Modi may not be able to control his pathological hatred for the Nehru-Gandhi family but if he measures their patriotism by the ‘surrender’ of Indian territory under their watch he would do well to remember his record of the recent past.

He was shockingly economical with the truth when he said that ‘nobody’' had entered Indian territory when talking about Chinese incursions. Why should it be left to political and defence commentators as well as Opposition leaders to inform the nation about the big territorial losses to China, corroborated by satellite images, suffered by India since Modi became the prime minister?

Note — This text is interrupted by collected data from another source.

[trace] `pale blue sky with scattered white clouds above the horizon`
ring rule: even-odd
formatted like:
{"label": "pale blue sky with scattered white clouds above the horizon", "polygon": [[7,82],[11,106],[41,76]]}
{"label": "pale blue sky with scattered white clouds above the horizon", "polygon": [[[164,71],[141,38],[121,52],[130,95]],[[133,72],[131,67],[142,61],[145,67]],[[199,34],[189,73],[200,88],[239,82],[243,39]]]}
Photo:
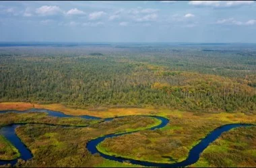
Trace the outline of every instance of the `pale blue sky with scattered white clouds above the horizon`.
{"label": "pale blue sky with scattered white clouds above the horizon", "polygon": [[0,1],[0,42],[256,42],[255,1]]}

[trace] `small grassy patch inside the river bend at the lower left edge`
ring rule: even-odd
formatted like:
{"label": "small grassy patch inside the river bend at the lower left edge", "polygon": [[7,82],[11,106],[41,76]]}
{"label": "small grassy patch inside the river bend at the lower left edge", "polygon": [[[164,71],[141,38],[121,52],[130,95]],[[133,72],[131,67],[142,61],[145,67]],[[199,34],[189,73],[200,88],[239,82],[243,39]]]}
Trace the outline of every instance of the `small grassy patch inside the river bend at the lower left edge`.
{"label": "small grassy patch inside the river bend at the lower left edge", "polygon": [[18,149],[16,149],[4,136],[0,135],[0,159],[13,160],[18,157],[20,157]]}

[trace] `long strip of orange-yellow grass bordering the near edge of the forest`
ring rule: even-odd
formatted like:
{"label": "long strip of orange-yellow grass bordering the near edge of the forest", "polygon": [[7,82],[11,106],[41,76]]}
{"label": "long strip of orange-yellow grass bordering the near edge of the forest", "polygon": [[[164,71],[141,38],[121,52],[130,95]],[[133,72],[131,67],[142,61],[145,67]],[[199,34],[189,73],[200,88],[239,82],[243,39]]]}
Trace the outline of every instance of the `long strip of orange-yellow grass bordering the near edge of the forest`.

Now, consider how irresponsible has been the defence minister in brazenly talking about the Indian policy of killing ‘terrorists’ and other unwanted and undesirables in their homes—even when they flee and seek shelter in a neighbouring country (Pakistan). He made that claim after a report in the British paper, the Guardian, had alleged that India had embarked on a policy of snuffing out targets in foreign countries—an obvious reference to not only Pakistan but also Canada and the US where the governments have accused India of hiring assassins to kill men on the hit list of the Indian agencies.

Indian protests have been ignored. Both the Canadians and the Americans have spoken of ‘credible’ evidence in their possession to justify the allegation of an Indian in the murder of a Sikh separatist in Canada and an unsuccessful bid on the life of another separatist leader in the US.

Rajnath Singh appeared to be confirming these allegations—a very dubious ‘first’ for the government of India. It nullified the government’s efforts—feeble as they appeared—to repudiate the reports of the Indian hand in arranging murderous assaults on foreign soils. If nothing else, it lowers the credibility of the Indian government.

Of course, Pakistan was ‘delighted’ by the over-the-top display of jingoism by the defence minister. Its foreign office denounced his statement with a plea to the international community to come together to thwart the Indian policy of carrying out assassinations of its ‘enemies’ and critics on foreign soil.

Pakistanis are gleefully declaring that they have been saying all along that India was behind the ‘mysterious’ killings of several Pakistanis in the last few years. India dismisses the statements by the Pakistanis which may not have attracted global notice. But India weakens its stance when the defence minister of the country appears to endorse the allegations of the government backing the policy of assassinations on foreign soil.

How does India expect to be accepted as a benign neighbour when the prime minister wants to reopen old issues considered closed after signing bilateral agreements?